Still, on such a "multicore" µC, you want efficient communication between multiple cores and interrupt handlers, which means efficient lockless atomics, which means a compare-and-swap instruction, preferably with indirect addressing mode.
The idea is probably to have specific tasks assigned to specific threads. For example one thread runs the SPI peripheral, a second one runs a control loop, while the main thread mostly sleeps and does housekeeping/reconfiguration. Each of these would reside in their own memory space with dedicated ressources and would use minimal inter-thread communication via pipes. This would keep synchronization overhead down a lot.
For SDCC, the main challenge would be to allow multiple main function to initialize each FPPA. Maybe that could be dont similar to interrupts? It would be up to the user to ensure that variables are not reused between different threads.
Of course, something needs to be done with the p-register. A very rigid approach would be to clearly assign each function to only one FPPA.
A more pragmatic approach, for now, would be to have C-code always stay on FPPA0 and use assembler for the others...
Regarding preemtive multitasking: Of course this would free up some of the synchronization headache, but then the usefulness would be quite limited compared to using multiple hardware threads.
SDCC is a C compiler, and will aim to comply with the C standard.
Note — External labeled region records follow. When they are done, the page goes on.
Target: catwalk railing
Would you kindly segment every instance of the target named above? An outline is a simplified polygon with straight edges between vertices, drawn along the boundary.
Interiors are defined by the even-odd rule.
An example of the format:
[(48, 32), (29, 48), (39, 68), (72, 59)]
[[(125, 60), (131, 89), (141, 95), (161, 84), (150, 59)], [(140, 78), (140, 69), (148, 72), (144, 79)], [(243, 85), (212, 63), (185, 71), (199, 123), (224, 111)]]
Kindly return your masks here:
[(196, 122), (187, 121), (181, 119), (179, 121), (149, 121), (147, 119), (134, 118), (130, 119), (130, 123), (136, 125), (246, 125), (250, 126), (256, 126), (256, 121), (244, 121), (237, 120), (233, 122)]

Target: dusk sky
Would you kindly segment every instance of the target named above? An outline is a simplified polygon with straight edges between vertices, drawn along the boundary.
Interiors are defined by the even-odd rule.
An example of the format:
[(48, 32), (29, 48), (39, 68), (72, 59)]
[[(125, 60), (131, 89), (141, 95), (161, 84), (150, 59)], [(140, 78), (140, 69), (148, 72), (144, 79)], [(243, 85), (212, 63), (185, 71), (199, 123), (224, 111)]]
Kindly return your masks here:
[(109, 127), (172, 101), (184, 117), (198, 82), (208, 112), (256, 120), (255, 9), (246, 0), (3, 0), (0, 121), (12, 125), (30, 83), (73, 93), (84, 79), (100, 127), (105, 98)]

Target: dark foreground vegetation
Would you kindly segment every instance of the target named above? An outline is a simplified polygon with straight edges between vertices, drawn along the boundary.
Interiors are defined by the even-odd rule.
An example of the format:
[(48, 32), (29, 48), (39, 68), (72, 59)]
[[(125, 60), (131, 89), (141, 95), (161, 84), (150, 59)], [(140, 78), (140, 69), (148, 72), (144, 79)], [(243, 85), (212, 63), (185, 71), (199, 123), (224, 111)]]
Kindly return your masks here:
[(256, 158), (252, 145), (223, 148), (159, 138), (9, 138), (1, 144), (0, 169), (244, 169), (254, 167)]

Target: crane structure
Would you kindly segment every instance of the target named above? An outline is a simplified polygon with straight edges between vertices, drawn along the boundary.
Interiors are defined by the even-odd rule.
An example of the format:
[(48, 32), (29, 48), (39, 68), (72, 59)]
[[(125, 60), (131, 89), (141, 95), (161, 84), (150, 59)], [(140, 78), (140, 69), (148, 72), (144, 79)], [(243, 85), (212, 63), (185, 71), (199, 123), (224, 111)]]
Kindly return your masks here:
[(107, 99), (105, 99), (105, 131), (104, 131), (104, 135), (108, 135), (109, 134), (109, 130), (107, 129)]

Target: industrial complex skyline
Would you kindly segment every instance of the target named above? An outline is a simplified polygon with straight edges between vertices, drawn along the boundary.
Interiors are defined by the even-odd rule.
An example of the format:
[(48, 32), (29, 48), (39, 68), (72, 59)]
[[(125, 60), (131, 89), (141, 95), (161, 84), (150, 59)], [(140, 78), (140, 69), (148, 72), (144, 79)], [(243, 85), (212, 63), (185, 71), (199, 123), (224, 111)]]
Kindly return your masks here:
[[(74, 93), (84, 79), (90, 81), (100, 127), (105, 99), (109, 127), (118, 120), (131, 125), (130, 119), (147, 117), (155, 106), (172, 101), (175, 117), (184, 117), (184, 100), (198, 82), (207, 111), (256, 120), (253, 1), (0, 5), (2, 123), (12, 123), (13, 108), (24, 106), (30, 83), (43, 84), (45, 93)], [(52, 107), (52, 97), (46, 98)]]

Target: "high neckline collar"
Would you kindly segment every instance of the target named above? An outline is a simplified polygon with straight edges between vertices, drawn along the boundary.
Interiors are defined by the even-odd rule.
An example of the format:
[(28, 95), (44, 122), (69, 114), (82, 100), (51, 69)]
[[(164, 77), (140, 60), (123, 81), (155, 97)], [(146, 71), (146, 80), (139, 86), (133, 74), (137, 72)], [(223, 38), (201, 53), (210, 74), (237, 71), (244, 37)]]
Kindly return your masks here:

Where that can't be done efficiently, we still need to be able to comply, but offers alternatives. E.g. when compiling for Padauk, functions are currently not reentrant by default (but reentrancy can be enabled for individual functions using __reentrant, or for the whole program using --stack-auto; it about triples code size though).
For multiple FPPA, my idea would be:
By default make the code work on any FPPA. That means a lock around any use of p. And no longer using p to pass return values (thus 16-bit return values would have to be passed on the stack, like we currently do for return values > 16 bit). Inefficient, but avoids nasty surprises.
Then provide a way for the user to specify that a function is to be used on a specific FPPA only, e.g. something like
[[sdcc::fppa(3)]] void f(int)
{
…
}
An FPPA3-specific p3 would be used instead of p when generating code for f.